Consider this: 60 percent of marketers say that email is currently producing a positive ROI; an additional 32 percent believe email marketing will eventually produce a positive ROI. These numbers are difficult to ignore.
First up, let’s talk about the quality of your list. Contact lists are for sale, and you can buy them at your discretion to include in your email marketing. But it’s better to grow your own contacts organically. Someone who has responded to an offer, subscribed to your blog or downloaded content from your site in the past is much more likely to use your services in the future. Take the time and money you would use to purchase email lists and instead create white papers, e-books and other downloadable content that will encourage visitors to offer their email addresses.
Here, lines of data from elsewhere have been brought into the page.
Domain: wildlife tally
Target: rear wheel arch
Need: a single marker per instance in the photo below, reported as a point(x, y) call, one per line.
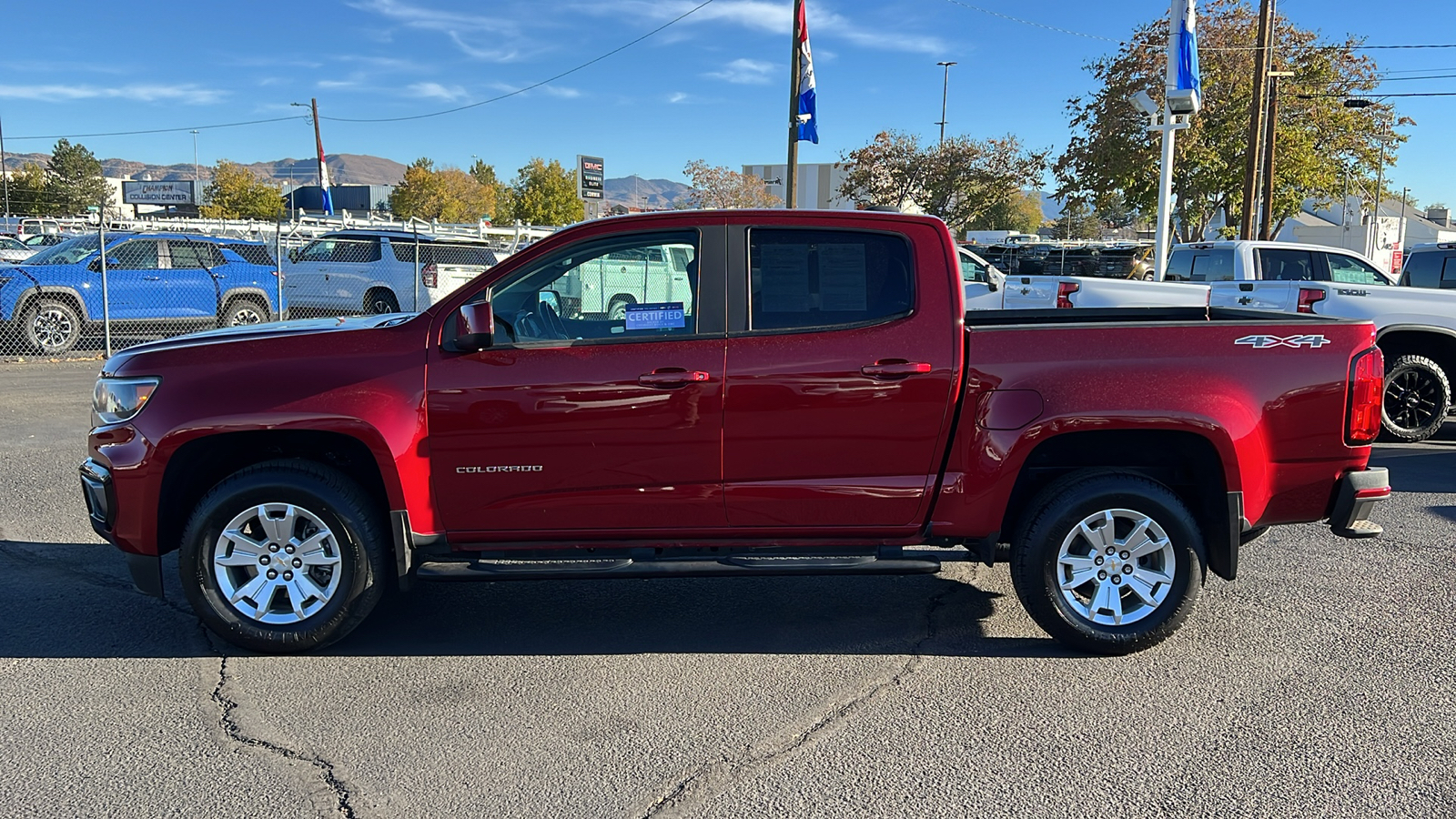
point(200, 464)
point(1188, 464)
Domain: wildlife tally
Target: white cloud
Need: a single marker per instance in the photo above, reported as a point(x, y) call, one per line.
point(436, 91)
point(744, 72)
point(768, 18)
point(463, 29)
point(188, 92)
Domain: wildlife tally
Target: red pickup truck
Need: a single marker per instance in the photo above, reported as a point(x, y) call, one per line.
point(807, 397)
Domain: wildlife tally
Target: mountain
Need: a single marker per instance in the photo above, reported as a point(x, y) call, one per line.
point(635, 191)
point(344, 169)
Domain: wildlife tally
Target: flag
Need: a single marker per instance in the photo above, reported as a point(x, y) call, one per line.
point(324, 181)
point(1188, 51)
point(808, 118)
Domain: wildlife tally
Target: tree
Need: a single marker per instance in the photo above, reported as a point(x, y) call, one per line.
point(28, 196)
point(545, 194)
point(446, 194)
point(958, 179)
point(720, 187)
point(238, 193)
point(1077, 222)
point(1318, 137)
point(75, 179)
point(1019, 213)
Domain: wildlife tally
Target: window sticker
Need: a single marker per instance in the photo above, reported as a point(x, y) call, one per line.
point(667, 315)
point(842, 278)
point(785, 278)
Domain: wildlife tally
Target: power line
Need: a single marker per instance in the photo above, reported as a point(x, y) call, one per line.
point(528, 87)
point(167, 130)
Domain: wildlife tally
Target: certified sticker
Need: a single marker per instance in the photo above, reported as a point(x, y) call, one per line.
point(667, 315)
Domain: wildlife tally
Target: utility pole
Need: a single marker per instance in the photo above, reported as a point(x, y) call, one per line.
point(945, 86)
point(793, 172)
point(1251, 167)
point(1270, 124)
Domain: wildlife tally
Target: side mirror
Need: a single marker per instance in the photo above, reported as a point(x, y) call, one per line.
point(475, 324)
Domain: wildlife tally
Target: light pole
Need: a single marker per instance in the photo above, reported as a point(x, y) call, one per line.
point(945, 87)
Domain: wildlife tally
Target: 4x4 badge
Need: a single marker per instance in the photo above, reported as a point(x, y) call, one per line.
point(1266, 341)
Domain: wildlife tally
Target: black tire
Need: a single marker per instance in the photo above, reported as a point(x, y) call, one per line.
point(359, 541)
point(244, 310)
point(1417, 395)
point(618, 309)
point(380, 302)
point(51, 325)
point(1056, 518)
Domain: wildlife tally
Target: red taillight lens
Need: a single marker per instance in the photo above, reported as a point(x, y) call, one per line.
point(1366, 390)
point(1308, 298)
point(1065, 290)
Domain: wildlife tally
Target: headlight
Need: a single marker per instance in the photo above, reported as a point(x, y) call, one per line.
point(120, 399)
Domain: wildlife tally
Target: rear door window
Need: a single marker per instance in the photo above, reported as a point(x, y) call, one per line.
point(1278, 264)
point(1350, 270)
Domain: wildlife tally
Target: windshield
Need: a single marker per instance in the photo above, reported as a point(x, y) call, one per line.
point(70, 251)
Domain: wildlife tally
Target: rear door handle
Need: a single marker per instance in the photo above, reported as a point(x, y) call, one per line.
point(669, 378)
point(895, 369)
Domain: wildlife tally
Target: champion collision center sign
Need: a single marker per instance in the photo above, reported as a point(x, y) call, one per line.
point(157, 193)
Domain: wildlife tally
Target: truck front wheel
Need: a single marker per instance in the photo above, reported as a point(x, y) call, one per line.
point(1416, 398)
point(286, 555)
point(1110, 562)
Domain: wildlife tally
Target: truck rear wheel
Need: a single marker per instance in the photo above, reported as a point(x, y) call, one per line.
point(286, 555)
point(1110, 562)
point(1416, 398)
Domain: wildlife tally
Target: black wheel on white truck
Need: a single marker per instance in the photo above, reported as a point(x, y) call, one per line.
point(1416, 398)
point(1108, 561)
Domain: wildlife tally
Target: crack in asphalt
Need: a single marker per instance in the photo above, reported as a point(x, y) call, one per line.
point(713, 778)
point(235, 732)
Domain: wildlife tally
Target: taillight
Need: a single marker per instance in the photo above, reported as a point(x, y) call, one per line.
point(1366, 390)
point(1065, 290)
point(1308, 298)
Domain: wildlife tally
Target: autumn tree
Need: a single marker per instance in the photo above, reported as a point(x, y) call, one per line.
point(545, 193)
point(73, 179)
point(1113, 150)
point(1019, 213)
point(721, 187)
point(958, 179)
point(239, 193)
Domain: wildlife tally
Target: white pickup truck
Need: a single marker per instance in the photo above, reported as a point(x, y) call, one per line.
point(1417, 329)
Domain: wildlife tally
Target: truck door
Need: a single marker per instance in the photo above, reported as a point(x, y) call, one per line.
point(841, 368)
point(572, 426)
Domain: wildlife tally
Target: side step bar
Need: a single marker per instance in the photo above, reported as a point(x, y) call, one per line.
point(732, 566)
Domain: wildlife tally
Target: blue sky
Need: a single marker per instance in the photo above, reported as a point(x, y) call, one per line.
point(713, 86)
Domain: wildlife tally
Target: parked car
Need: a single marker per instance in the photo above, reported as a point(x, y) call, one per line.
point(1431, 266)
point(826, 407)
point(14, 249)
point(380, 271)
point(155, 283)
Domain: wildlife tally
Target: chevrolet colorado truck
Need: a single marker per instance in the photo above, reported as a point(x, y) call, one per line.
point(820, 404)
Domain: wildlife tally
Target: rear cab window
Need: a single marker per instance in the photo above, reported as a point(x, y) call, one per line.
point(827, 278)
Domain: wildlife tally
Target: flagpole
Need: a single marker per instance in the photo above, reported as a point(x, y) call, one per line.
point(793, 171)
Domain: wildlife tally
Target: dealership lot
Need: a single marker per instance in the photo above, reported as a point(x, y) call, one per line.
point(1320, 683)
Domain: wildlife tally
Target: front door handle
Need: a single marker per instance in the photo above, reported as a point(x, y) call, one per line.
point(897, 369)
point(669, 378)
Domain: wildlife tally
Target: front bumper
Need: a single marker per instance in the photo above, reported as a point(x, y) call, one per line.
point(1356, 496)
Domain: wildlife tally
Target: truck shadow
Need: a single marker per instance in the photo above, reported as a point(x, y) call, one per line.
point(55, 611)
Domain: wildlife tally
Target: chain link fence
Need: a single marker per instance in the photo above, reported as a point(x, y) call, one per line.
point(63, 298)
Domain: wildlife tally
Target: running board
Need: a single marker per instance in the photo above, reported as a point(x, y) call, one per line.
point(733, 566)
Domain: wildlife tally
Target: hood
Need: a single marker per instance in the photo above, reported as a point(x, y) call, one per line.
point(259, 331)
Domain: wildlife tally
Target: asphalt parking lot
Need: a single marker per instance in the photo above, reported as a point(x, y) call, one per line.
point(1321, 683)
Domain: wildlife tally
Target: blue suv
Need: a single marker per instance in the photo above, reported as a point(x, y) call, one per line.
point(157, 283)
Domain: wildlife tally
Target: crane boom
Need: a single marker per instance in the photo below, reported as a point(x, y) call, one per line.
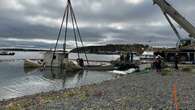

It goes without saying that it’s best to keep your email schedule fairly regular — and it’s better to err on the side of often so that you stay on your prospects’ radar. To some extent, though, your content will drive your time line. After all, there’s no point in sending an email with no content — or, possibly worse, subpar content. Here are some good benchmarks for when to hit send:
- To announce new content. Develop a content marketing strategy and then follow it! This means producing guides and white papers, maybe even video content. If you want recipients to actually open your emails, you have to give them a reason. Offering them an education is a great way to do this. The next time the people on your list are singling out emails to trash, they’ll remember the value of your content and keep you out of the trash.
- To promote webinars. Like content, there’s value here: things to learn and networks to grow. Because your audience cared enough to get on your mailing list, there’s a good chance a significant number of them will attend your webinar. Not only do you get to present your topic, but you also have the chance to listen to the issues that your prospects bring to the virtual table — and listening goes a long way in creating loyalty.
- To make hard offers. Start a conversation. Send your list an offer for a free consultation or something similar — something with value. This is your chance to shine. Remember, this isn’t about a sales pitch; this is simply sharing. If you push too hard, you risk the relationship. Show them what you’re capable of and that you’re willing to put in the time to learn about the issues they’re facing.
These sorts of events are content/offer dependent, so it’ll be up to you and/or your partner agencies to produce content or create the deals that you’re emailing about. But there are other mailworthy reasons for reaching out that can fill in the empty spaces between content generation:
- Social media aggregation. Remember, not all content has to be yours. Pull together your favorite content from around the Web, preferably related to your services or industry. This will keep your leads informed and will keep your firm top of mind as a thought leader. In essence, you become the gatekeeper to your industry’s trends.
- Blog subscription. Not everyone on your list, including those who signed up through your blog, will be familiar with every post. Pull some favorites and share links to them. Package related posts together. Make your email marketing strategy all about educating your prospects. Doing so will likely grow the number of subscribers to your blog and will once again promote your role as a thought leader in your industry. You’ll be building the trust and familiarity that business relationships thrive on.
Keep in mind as you develop an email marketing strategy that it’s not a substitute for other means of traffic generation, like SEO or content creation. Rather, it’s a means of developing your larger online marketing strategy. Email isn’t the content you’re sharing — it’s one of the ways you share content. But because a solid email marketing strategy is built, first and foremost, around people and firms that have already reached out to you in some way — and are on your mailing list for a reason — it can be one of the most powerful ways to nurture leads and grow your business. The relationship is already there. Nurture it with the proper content, share your insights and build trust and you’ll be well on your way to turning those relationships into new business for your firm.